Intel has announced the inclusion of 23 new systems in the globally recognised TOP500 list, created in collaboration with esteemed laboratories, universities and original equipment manufacturers worldwide.
These machines represent some of the first supercomputers to incorporate Intel's Data Centre GPU Max Series and 4th Gen Xeon Scalable processors. Importantly, four Intel powered systems sit in the prestigious top 10 ranking.
This introduction of Intel's data centre GPUs into the TOP500 list is an important stepping-stone for technology's future. Deepak Patil, Intel's Corporate Vice President and General Manager of Data Centre AI Solutions, emphasised the impact of this move, saying, "This is an exciting time for Intel’s data centre GPUs as they debut into the TOP500 list."
"Customers now have more choice in the market, and this choice - coupled with an open ecosystem - allows for more use cases for broader global adoption of HPC and AI technologies."
A notable mention among the TOP500 is the Aurora supercomputer, part of a joint venture by Intel, Argonne National Laboratory and HPE, ranking second with a 585.34 petaflops partial system run.
With a capacity that boasts 166 racks, 10,624 compute blades, 21,248 Max Series CPUs and 63,744 Max Series GPUs, this marks Aurora as one of the world's most extensive GPU clusters.

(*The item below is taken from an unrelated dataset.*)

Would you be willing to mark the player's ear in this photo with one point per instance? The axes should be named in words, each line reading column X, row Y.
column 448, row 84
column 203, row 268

Both Intel and Argonne have plans for full operation in 2024.
The revelations in the TOP500 list also highlight the role Intel’s HPC products have played in advancing research in both US and European laboratories and universities. For example, the Dawn Phase 1 supercomputer represents the UK’s fastest AI machine to date.
Co-created in less than six months by Intel, Dell Technologies, The University of Cambridge and UKAEA, Dawn, equipped with 512 4th Gen Intel Xeon CPUs and 1,024 Max Series GPUs, is positioned to drive substantial advancements in healthcare, green energy development, and climate science.
Another famed example is SuperMUC-NG Phase 2, one of the speediest HPC systems currently in Germany, boasting 480 Intel CPUs and 960 Max Series GPUs. Another debut, the Crossroads supercomputer at Los Alamos National Laboratory, lands at No. 24 with its 30.034 petaflop cluster and the large-scale deployment of 2,600 Intel Xeon CPU Max Series.
These supercomputers are projected to significantly influence areas including medical research, national security, and space exploration, among other fields. As Intel maps out a trajectory towards future phases of computing, the company is unwavering in its commitment to technological innovation balanced with sustainable environmental practices.